Написано бог знает где, в какой-то из дней 1942 года, за час до марша. Есть время перевести дух, вскипятить чайник. Механики ругают новые танки, два привезли прошлой ночью, это «гранты»,[122]их у нас раньше не было, половина снаряжения отсутствует, пушки еще все в масле. Это, правда, не моя головная боль, наш отряд вчера обошелся без потерь. Вчера, когда это произошло, я не смог записать, что мы делали, с кем встретились, кто что сказал, так что займусь этим сейчас. Может быть, для К. - то, что пытался объяснить ей в день, когда мы познакомились, и, кажется, не сумел.

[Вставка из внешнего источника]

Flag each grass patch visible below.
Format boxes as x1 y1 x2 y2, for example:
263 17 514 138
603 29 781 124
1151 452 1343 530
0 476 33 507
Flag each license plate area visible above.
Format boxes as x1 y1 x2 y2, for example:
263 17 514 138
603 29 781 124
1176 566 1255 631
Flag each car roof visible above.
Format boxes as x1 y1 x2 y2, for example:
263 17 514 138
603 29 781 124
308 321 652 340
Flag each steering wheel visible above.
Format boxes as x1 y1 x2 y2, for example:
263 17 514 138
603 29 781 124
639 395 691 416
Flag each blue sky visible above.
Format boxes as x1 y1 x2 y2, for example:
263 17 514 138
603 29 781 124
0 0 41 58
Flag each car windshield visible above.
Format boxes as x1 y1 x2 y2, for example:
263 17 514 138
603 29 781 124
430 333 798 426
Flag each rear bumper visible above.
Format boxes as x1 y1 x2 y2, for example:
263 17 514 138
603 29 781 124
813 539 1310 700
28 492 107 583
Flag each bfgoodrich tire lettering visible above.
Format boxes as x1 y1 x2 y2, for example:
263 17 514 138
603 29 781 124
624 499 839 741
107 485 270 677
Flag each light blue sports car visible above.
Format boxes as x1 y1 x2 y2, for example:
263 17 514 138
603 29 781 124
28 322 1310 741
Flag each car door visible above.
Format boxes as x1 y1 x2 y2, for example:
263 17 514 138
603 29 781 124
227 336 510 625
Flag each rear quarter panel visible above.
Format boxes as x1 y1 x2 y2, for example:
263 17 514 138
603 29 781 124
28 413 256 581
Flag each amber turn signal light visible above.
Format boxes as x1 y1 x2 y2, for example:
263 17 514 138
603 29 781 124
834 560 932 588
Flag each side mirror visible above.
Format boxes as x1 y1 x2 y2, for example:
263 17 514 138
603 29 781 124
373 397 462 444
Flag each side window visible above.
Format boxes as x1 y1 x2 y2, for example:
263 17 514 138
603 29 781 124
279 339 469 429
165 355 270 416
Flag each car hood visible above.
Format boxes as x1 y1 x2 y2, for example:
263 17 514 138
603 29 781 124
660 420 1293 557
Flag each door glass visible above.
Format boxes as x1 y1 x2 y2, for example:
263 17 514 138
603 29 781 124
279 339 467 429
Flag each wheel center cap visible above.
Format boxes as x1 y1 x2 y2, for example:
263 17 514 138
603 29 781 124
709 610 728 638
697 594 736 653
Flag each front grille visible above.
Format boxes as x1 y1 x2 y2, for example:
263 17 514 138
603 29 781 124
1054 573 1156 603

Выступаем из лагеря до зари, в черноту; песчаная буря, воющая чернота забита песком и запахами, поблизости грохочет оставшаяся рота, непрекращающийся свист и треск в одном из наушников, воняет горючим. Серый свет сменяется розовым, потом оранжевым. На подъемах, когда все видно, заметны длинные спины «крусадеров»,[123]оседлавших горные кряжи, едущих со скоростью пятнадцать — двадцать миль в час, и кажется, что движется вся панорама, кажется, что нас больше, чем на самом деле. Пришли указания артиллерийско-технической службы, а потом часами продвигаемся вперед без указаний. Но часы это или минуты? Время, если вдуматься, утратило суть. Превратилась в циферблат наручных часов, указания командующего артиллерийской службы: «Доложите через пять минут ровно — выступаем в 5:00 ровно — огонь через три минуты ровно». Что было больше получаса назад, уже не помнишь. Только желудок еще сохранил чувство времени.
Страх. Хуже всего, когда он перед боем, а не во время. Страх страха. Того, что, когда время придет, ты ничего не сможешь или сделаешь какую-нибудь глупость. Во время боя это уже что-то другое. Страх придает решимости. Вчера видел, как у меня трясутся руки, просто опустил глаза, а они дрожат, вцепившись в край башни, как чужие. Но голова ясная, голос нормальный, ну или почти нормальный, я даю указания механику, даю указания водителю, докладываю местонахождение, докладываю о танках в семи тысячах ярдах, документирую, оцениваю, рассчитываю, и все это словно бы не я. Только руки выдают. Грохнул ими об люк, чтобы держать под контролем, а броня горячая, обжег так, что весь день потом бесился.
Вот и закат. Встали лагерем, хотя бы поспим в эту ночь, в прошлую совсем не удалось, все занимаются ремонтом, обстрел сплошным потоком, взрывы в течение нескольких минут, вади по соседству забита вражеской амуницией. Лежишь, смотришь на звезды и думаешь. Нет, не думаешь. Выхватываешь какие-то образы и смотришь на них. Другие места. Другие люди. К. Всегда К.
Где-то неделя прошла, я думаю. Ни разу не удавалось ничего записать — или терялся в этой мясорубке, или так уставал, что отключался до следующею марша. Даже если бы это было необходимо, я сейчас не смог бы определить, что происходило раньше, что позже, в памяти, и нет никакой последовательности. одно сплошное течение без начала, без конца, без смысла, только с отдельными вспышками, такими яркими, что до сих пор гул в голове. Посмотрел вниз, вижу, ранен мой заряжающий, кровь льется из раны на шее, а он даже не замечает, заряжает, кричит что-то, пришлось до него дотронуться, чтобы он очнулся. Пыль в башне такая, что мы лиц друг друга не видим. Карту видно, только если поднести прямо к глазам. Желудок провалился, а когда один танк из нашего отряда застопорился, полыхнуло сначала оранжевым, потом жирный черный дым повалил, мы смотрели, не выберется ли кто, и ни один не показался, ни один. Потом снова затошнило, когда брошенная вроде бы полевая пушка вдруг ожила и начала палить. А вслед за этим — радость, когда враг начал отступление, а мы должны его преследовать, сидим в башне, щуримся в полевые бинокли, ищем хвост пыли на горизонте — и ничего не чувствуешь, кроме азарта погони, страха нет, и усталость смертная прошла, только инстинкт, как у охотничьей собаки. Потом и стыдно стало, и страшно.